9 thoughts on “Language quiz

  1. Tough one. On the one hand it sounds somewhat reminiscent of a downstepping West African-type language with pre-glottalised stops that might be a language-specific way of realising implosives. On the other hand, the overall sound is also somewhat reminiscent of Bugis with its numerous geminate consonants and preglottalised voiced stops. I’m tossing out a wild guess that it might be an eastern Austronesian language that has features similar to South Sulawesi languages like Bugis.

    The recording, with the squealing pigs sound effect toward the cut-off, sounds like it’s a version of the Prodigal Son story from that web site with three or four Bible stories rendered in approximately a million and three different languages. (With still, cartoon-like drawings illustrating each scene in the narrative.)

  2. Like Christopher, but far less reasoned, my first impression was that something, maybe the glottals, made it sound West African. I still live on spotting Wolof on no clue at all, so I expect a new success with … Soninke.

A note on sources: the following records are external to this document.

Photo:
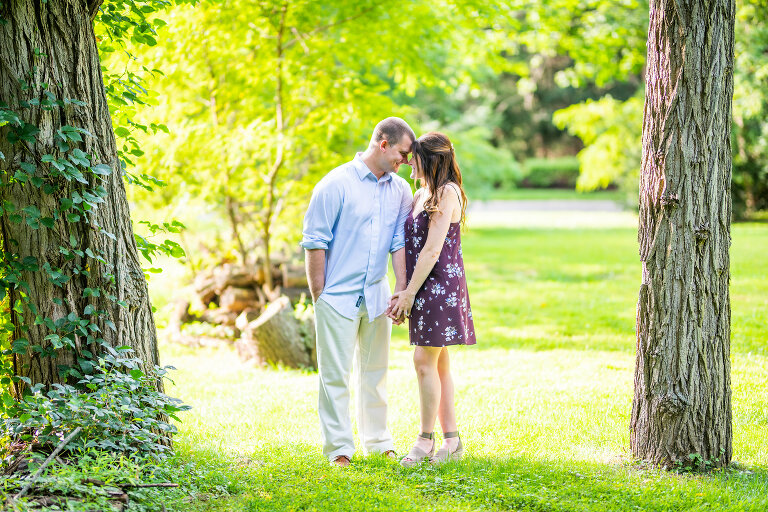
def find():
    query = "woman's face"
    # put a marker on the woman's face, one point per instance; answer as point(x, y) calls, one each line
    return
point(416, 171)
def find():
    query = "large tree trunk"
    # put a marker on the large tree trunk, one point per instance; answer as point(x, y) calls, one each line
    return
point(681, 413)
point(53, 43)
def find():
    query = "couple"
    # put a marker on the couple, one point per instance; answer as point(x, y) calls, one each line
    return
point(360, 213)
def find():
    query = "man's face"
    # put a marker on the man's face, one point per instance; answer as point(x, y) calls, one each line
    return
point(397, 154)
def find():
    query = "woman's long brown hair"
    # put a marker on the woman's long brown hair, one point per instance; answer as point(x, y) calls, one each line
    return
point(435, 156)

  3. I have nothing, but am looking forward to the reveal. Very interesting language!

  4. Hmmm. I hear something that sounds like overall tonal downdrift at the phrasal level, but I’m not sure this is a tonal language, even one with only two level tones. With the glottalised stops (perhaps phonologically implosives) and the geminates and long vowels, I’ll toss out another guess that this might be one of the (non-tonal) Fulani dialects that are spoken in a discontinuous band across the Sahel from eastern Nigeria through to Guinea, Senegal and Gambia. Fulani is part of the West Atlantic family, like Wolof.